Negative study of the month, C. difficile edition
I like a good negative study, particularly when it’s a multicenter randomized trial about preventing our most problematic healthcare-associated infection. So let’s take a moment to appreciate this work from Amy Ray and colleagues.
These investigators randomized 16 hospitals to either standard cleaning or “enhanced cleaning”, which meant monitoring of environmental services personnel with feedback of performance (measured using fluorescent markers for cleaning and environmental cultures for disinfection). They measured the outcome of healthcare-onset, healthcare-facility associated C. difficile infection (HO-HFCA CDI). The study was powered to have >95% power to detect a 25% reduction in HO-HFCA CDI in intervention hospitals (and 70% power to detect a 15% reduction).
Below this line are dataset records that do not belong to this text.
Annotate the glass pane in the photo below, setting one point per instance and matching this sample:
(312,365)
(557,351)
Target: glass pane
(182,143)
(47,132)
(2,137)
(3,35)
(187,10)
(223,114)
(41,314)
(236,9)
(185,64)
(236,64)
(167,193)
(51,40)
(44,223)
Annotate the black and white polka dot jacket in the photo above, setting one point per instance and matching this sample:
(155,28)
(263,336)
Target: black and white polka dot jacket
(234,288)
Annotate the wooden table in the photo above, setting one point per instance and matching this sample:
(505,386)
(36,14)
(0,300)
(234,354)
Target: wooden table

Bottom line: the intervention led to clear improvement in cleaning (better removal of fluorescent markers) and disinfection (reduction in % of C. difficile + environmental cultures in CDI rooms from 13% to 3%--which was the approximate rate of contamination in non-CDI rooms). Unfortunately, there was no reduction in HO-HCFA CDI during the intervention period, and no difference between control and intervention hospitals (see figure below and article for details).
Few people know more about CDI than Curtis Donskey (senior author of this study), so I encourage you to read their interpretation of these negative findings. They cover several potential explanations--the one I find most convincing is that the portion of HO-HCFA CDI attributable to organism acquisition during hospital admission may be smaller than we realize. Thus I agree that we need more studies to help us “identify effective strategies to reduce the incidence of healthcare-associated CDI.”
I’ve already weighed in with my opinion on the most effective strategy.
Anyway, bravo to Ray and colleagues for an excellent addition to our knowledge about CDI prevention!
Dan- Thank you for the post. I too enjoyed reading this article. To me this further underscores how little we really know about preventing C. difficile infections in the hospital. For those who subscribe to the notion that heightened cleaning and the use of UVC robots will result in C. difficile salvation, they will be in for quite a (unpleasant) surprise. This epidemiologic problem is not as straightforward as preventing a CLABSI with a checklist.